Getting an UTF8 name from a text atom in foreign code

Hi friends,

I’m back again with a fun ffi question.
For terms, we have PL_get_chars and PL_get_nchars, which lets you pass in a desired representation for your output, one of those representations being UTF8. This means that no matter what the text is actually saved as under the hood (which to my understanding could either be a latin-1 encoding or a wchar encoding), you get a properly converted bit of text back.

For atoms however, we seem to only have PL_atom_chars (deprecated), PL_atom_nchars and PL_atom_wchars. These do not seem to be capable of returning UTF8 at all. Instead, they just return a pointer to the inner contents, with PL_atom_nchars and PL_atom_wchars only minimally validating that the given atom is indeed a text atom. Notably, neither one makes any attempt to figure out if the inner text is indeed ‘nchar’ (in other words, latin-1, though I think this could also be any arbitrary octet sequence) or ‘wchar’ (anything else).
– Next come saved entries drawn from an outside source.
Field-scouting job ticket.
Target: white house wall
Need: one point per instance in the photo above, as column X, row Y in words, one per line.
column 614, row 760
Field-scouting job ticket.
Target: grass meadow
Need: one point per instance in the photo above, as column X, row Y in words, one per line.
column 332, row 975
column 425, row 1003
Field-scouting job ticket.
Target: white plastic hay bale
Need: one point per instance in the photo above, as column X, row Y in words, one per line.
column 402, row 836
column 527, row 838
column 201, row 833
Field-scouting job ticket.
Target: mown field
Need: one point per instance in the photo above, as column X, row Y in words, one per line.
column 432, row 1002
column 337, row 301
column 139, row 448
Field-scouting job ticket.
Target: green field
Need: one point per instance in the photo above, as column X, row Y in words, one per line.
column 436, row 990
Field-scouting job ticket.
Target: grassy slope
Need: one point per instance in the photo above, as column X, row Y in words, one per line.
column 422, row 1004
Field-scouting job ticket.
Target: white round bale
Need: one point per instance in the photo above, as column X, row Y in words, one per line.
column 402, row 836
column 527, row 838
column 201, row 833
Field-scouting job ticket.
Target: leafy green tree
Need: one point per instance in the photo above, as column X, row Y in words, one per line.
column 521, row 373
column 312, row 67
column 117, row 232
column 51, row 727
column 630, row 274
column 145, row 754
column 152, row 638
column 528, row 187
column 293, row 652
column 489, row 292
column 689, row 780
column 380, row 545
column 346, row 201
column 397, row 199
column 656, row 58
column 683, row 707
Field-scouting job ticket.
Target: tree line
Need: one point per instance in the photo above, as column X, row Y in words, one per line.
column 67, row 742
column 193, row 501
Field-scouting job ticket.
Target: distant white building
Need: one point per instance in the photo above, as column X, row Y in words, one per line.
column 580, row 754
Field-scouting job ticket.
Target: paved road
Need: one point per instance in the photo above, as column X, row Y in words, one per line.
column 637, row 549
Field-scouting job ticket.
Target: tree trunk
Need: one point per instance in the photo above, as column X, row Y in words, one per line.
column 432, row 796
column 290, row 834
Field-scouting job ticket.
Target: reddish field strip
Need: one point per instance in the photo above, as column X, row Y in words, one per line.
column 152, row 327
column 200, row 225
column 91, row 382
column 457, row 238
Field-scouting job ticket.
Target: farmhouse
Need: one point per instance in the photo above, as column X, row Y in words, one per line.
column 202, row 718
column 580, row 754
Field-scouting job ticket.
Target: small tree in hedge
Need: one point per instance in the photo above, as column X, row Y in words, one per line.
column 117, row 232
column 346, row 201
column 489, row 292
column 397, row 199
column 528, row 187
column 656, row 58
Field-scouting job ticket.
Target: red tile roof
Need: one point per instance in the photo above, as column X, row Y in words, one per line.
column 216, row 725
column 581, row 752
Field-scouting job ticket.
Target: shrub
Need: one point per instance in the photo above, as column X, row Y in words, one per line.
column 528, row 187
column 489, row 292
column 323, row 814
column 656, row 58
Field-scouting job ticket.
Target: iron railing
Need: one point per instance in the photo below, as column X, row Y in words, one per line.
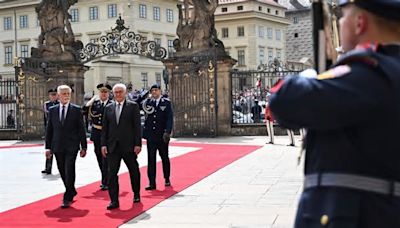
column 8, row 104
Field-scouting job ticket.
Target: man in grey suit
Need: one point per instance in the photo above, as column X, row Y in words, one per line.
column 121, row 140
column 64, row 132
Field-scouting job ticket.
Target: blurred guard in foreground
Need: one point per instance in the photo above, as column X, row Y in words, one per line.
column 352, row 163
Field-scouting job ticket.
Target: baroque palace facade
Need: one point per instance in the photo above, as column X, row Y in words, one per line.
column 253, row 33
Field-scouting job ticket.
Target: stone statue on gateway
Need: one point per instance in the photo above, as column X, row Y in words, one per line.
column 196, row 27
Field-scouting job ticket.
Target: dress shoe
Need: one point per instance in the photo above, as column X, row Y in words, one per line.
column 46, row 171
column 136, row 199
column 66, row 204
column 113, row 205
column 103, row 187
column 151, row 187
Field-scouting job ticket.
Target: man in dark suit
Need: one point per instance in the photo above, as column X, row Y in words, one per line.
column 47, row 105
column 121, row 139
column 65, row 131
column 157, row 131
column 94, row 110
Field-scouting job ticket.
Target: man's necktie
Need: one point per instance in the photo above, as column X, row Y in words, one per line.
column 63, row 115
column 118, row 112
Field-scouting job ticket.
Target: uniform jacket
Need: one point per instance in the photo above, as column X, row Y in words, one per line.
column 159, row 120
column 69, row 135
column 127, row 133
column 95, row 113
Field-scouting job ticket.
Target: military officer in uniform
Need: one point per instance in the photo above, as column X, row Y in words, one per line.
column 352, row 116
column 53, row 100
column 157, row 132
column 94, row 108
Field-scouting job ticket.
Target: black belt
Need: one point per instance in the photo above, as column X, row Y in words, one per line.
column 357, row 182
column 98, row 127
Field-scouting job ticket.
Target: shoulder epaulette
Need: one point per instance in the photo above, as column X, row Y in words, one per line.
column 359, row 55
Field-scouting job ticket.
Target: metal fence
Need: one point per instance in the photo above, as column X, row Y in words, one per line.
column 250, row 90
column 8, row 104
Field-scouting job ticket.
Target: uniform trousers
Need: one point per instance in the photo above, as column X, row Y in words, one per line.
column 162, row 147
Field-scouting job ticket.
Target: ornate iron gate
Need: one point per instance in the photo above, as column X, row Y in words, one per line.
column 194, row 90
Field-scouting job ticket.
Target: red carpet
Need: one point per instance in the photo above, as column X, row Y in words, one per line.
column 89, row 208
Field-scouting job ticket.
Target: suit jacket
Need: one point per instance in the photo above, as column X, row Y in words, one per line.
column 127, row 133
column 69, row 135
Since SWI-Prolog doesn’t store strings as UTF8 internally, this means that only the nchar case, for underlying ascii strings, would return valid UTF8 here (due to inherent compatibility of ASCII with UTF8).

Since I can’t actually know from the ffi what the underlying text encoding is for an atom, it seems like my only option to get an UTF8 string out (or indeed, any string in an expected format, rather than just a raw pointer to some data with no encoding info at all), is to

  1. allocate a term
  2. unify this atom with that term
  3. use PL_get_nchars with UTF8 representation set in the flags
  4. deallocate the term

That seems a little crazy, and this can’t actually be done from every context, since term handling requires an active engine, while atom handling only required an initialized SWI-Prolog environment. Am I missing some function that’d make this more easy for me? Or is SWI-Prolog missing this function?
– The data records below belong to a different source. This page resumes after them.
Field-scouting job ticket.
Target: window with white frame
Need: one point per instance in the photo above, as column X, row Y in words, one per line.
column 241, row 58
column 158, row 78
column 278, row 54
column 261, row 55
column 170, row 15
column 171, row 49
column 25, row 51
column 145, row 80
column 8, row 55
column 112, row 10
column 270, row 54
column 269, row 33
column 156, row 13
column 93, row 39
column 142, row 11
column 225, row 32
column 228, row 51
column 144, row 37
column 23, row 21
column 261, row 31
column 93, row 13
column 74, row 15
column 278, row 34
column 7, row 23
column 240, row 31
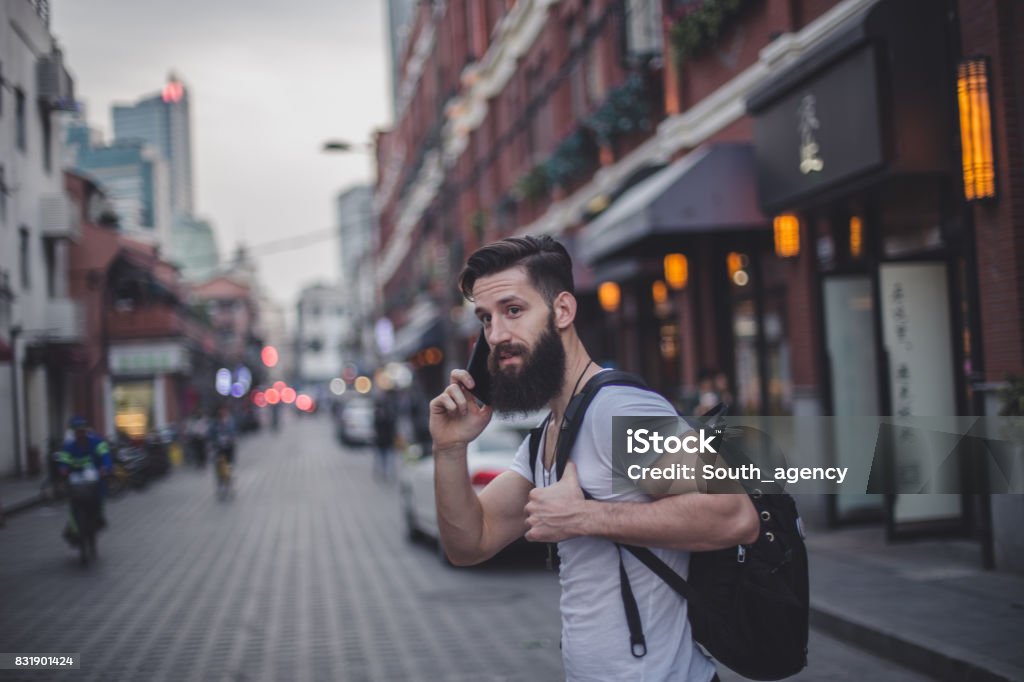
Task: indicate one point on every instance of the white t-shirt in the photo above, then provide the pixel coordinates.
(595, 635)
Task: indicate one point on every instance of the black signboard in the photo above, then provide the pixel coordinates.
(821, 132)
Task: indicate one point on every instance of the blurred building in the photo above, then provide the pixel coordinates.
(134, 177)
(147, 358)
(41, 328)
(815, 200)
(193, 246)
(163, 122)
(399, 15)
(324, 326)
(356, 232)
(228, 303)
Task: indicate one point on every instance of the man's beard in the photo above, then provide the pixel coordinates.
(537, 382)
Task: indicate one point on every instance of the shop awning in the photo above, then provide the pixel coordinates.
(711, 189)
(422, 330)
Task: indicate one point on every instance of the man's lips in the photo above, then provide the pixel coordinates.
(505, 357)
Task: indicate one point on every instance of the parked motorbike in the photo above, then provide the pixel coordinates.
(131, 469)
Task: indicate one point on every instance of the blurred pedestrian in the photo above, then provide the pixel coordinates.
(384, 426)
(85, 450)
(197, 429)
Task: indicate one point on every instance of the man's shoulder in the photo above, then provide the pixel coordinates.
(619, 399)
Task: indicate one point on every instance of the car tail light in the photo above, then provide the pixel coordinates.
(481, 478)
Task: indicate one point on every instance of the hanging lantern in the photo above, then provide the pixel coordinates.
(976, 129)
(609, 295)
(786, 236)
(856, 237)
(677, 270)
(659, 293)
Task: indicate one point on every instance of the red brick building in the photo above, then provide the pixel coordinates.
(801, 162)
(146, 357)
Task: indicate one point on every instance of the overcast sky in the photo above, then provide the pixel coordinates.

Note that, when creating atoms, there is actually a PL_new_atom_mbchars which takes a rep flag, allowing the creation of atoms from UTF8 strings. Maybe we need a PL_atom_mbchars for retrieval with a similar contract?

Thanks,
Matthijs

I have this code snippet in pcre4pl.c, which uses the undocumented %Ws format specification and where re->pattern is an atom_t:

  PL_STRINGS_MARK();
  Sfprintf(s, "<regex>(%p, /%Ws/)", re, PL_atom_wchars(re->pattern, NULL));
  PL_STRINGS_RELEASE();

The PL_STRINGS_MARKS and PL_STRINGS_RELEASE aren’t needed if you’re in a foreign function (this particular code is called to display a “blob”, so it’s outside a foreign function).

From a quick look at the code for Svprintf() in src/os/pl-stream.c, it appears that this also handles embedded nulls (I haven’t tried this to verify).

Thanks for your advice.
I considered using one of the stream writing functions for this (in particular I was looking at Ssnprintf) but that didn’t quite seem to be it either. Ssnprintf is documented to print only latin-1 for now. Any of the write functions that requires a stream would require me to first procure such a stream in a context where I have none, and then extract its written contents. That doesn’t seem easier or better than the term workaround I described.
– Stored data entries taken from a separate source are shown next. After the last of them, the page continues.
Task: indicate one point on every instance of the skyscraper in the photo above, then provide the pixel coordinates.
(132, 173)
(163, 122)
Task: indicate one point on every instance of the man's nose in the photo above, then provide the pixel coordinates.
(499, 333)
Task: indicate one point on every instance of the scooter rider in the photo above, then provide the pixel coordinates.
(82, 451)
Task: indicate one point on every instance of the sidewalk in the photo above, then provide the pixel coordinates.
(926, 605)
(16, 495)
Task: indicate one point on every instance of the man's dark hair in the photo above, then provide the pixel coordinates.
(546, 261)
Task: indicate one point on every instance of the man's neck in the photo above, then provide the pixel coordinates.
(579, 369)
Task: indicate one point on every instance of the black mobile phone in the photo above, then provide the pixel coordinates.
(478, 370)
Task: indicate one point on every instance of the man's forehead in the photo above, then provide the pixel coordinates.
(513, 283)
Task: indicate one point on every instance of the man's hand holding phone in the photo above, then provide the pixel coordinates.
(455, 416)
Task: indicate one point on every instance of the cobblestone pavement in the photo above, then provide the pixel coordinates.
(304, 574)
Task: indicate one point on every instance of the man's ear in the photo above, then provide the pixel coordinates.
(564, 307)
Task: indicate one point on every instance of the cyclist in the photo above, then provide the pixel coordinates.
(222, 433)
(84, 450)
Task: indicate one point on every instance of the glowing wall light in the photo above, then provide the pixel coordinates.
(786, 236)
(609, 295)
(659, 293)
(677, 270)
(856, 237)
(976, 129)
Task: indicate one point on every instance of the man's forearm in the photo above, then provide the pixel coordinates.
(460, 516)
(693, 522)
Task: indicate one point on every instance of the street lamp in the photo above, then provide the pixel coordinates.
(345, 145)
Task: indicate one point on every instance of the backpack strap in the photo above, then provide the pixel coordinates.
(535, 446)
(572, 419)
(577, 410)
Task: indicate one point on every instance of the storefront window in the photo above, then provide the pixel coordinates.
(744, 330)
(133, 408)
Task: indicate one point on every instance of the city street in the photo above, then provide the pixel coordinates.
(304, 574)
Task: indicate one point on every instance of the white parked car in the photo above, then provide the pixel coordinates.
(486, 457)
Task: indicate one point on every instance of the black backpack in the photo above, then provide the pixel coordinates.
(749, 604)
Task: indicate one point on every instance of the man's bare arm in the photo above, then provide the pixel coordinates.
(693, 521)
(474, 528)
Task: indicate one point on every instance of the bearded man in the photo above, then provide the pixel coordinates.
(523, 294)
Why do you need the UTF8 form internally?
Ssnprintf() calls Svfprintf(), so it should support the %Ws format code.

There’s an incantation for creating an in-memory stream and then getting its contents, but I can’t find it right now.

Cause that’s what Rust (and loads of other sane languages today actually) uses for all its strings. So if I want to get some data out of swipl, and treat it as a rust string, I gotta convert to UTF8 somewhere.

I’m sure it supports that code, the problem is on the end where it becomes a nul-terminated string again. Quoth documentation:

Currently buf uses ENC_ISO_LATIN_1 encoding. Future versions will probably change to ENC_UTF8.
(c('Ssnprintf'))

The in-memory stream is an option. But again, if I need to create that thing, it’s not necessarily easier or better than the term workaround, as on every conversion I would need to

  1. create the in-memory stream
  2. call the proper stream write function
  3. extract the raw bytes out of the in-memory stream
  4. free the stream

That’s just as much of a workaround as the one with the temporary term, with no obvious benefit over the term workaround.

(There’s some stackoverflow code for converting from wchat_t to UTF8: c++ - UTF8 to/from wide char conversion in STL - Stack Overflow)
and probably something similar inside the SWI-Prolog source code.)

This code might help you:

and it’s used:

I just noticed that there’s also a U format code for “UTF-8 string”, so perhaps “%Us” (for wchars) or “%Uc” will do what you want?